Kantian Ethics Flashcards
What is a hypothetical imperative?
It is concerned with our desires, if we want X then we ought to do Y. It applies for non-moral acts.
What is an imperative?
A command which you ought to do all the time.
What is a categorical imperative?
We have certain obligations which we must follow regardless of situations or desires.
Categorical imperative: Principle of universal law
What we propose to do must be able to be applied to all people ad all society, for it to be morally valid, the agent must not carry out the act unless he or she believes that, in the same situation all people can carry out the same act.
Kant quote about principle of universal law
“There is only one categorical imperative. It is: Act only according to that maxim by which you can at the same time will that it should become a universal law”
Categorical imperative: treat humans as an end in themselves.
We shouldn’t use humans for our own desires, we should value humans as people and not as objects for our own gain.
Kant quote about principle of humans as ends in themselves
“So act that you treat humanity, both in your own person and in the person of every other human, never merely as a means, but always at the same time as an end”.
Categorical imperative: principle of Act as if you live in a kingdom of Ends
We need to imagine ourselves making laws in a kingdom of people who are ends in themselves.
Kant quote about Kingdom of ends
“So act as if you were through your maxim a law-making member of s Kingdom of ends”.
The three parts of Kant’s new system
The critique of pure reason - 1781, critique of practical reason - 1788, critique of judgement - 1793.
How is human knowledge limited?
Our sense experience and and knowledge is subjective.
Human being and the phenomenal world
We are trapped within the phenomenal world of time and space. Practical and pure reason cannot take us into the noumenal world.

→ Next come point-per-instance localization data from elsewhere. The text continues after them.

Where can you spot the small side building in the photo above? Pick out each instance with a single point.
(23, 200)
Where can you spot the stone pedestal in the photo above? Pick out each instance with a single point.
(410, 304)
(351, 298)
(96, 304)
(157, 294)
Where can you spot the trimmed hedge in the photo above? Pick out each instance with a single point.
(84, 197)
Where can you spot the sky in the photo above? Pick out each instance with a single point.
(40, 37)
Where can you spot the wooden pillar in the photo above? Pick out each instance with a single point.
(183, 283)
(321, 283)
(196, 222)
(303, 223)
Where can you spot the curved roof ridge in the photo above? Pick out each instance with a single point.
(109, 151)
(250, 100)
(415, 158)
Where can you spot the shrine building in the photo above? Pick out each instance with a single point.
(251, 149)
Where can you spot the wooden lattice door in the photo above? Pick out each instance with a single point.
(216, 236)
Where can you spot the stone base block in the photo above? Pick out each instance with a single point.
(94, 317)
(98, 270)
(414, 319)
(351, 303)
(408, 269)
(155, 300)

How was Kant’s world view Platonic?
He saw reality in terms beyond any possible experience. Prized truth that human beings have.
A priori
Judgements are independent of sensory experience. They apply universally and may not be consistent with experience.
A posteriori
Dependent on sensory experience and so are contingent.
Analytic judgements
Those whose predicates are contained in their subjects. All analytic judgements are known a priori, but not all a priori judgements are known analytically true.
Synthetic judgements
Those whose predicates are wholly distinct from their subjects and thus informative. All posteriori judgements are synthetic, but not all synthetic judgements are a posteriori.
Kant and analytical, a posteriori judgements
They do not arise, since there is no need to appeal to existence.

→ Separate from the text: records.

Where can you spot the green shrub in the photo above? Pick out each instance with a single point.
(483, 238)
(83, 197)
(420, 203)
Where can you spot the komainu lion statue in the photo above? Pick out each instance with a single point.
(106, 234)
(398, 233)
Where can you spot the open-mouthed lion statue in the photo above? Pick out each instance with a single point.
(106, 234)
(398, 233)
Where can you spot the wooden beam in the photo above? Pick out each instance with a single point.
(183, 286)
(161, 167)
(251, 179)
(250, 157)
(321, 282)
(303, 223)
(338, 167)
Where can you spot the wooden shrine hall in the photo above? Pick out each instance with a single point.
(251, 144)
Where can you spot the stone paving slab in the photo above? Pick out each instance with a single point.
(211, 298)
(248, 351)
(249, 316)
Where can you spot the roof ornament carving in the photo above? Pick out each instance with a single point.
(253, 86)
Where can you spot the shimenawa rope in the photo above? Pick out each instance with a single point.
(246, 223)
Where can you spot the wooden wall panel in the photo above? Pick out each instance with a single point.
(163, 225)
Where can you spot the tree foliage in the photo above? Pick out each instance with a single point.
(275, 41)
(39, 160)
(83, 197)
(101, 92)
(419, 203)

Kant and synthetic, a posteriori judgements
They are common every day knowledge based on experience.
Kant and synthetic, a priori judgements
They are the only possibility for providing new information that is necessarily true.
Good will: universal will
Humans have the potential to be rational. Only when they act on the basis of universal will are they fully human and good.
Good will: Free character
Human beings care about others, we are social and emotional.
Good will: instincts
We are animals with instincts. Those are positive and essential to life. But we fall short of the potential to be rational and free.
Freedom
Essential part of being human. Goodness comes from being fully human, having a free rational character.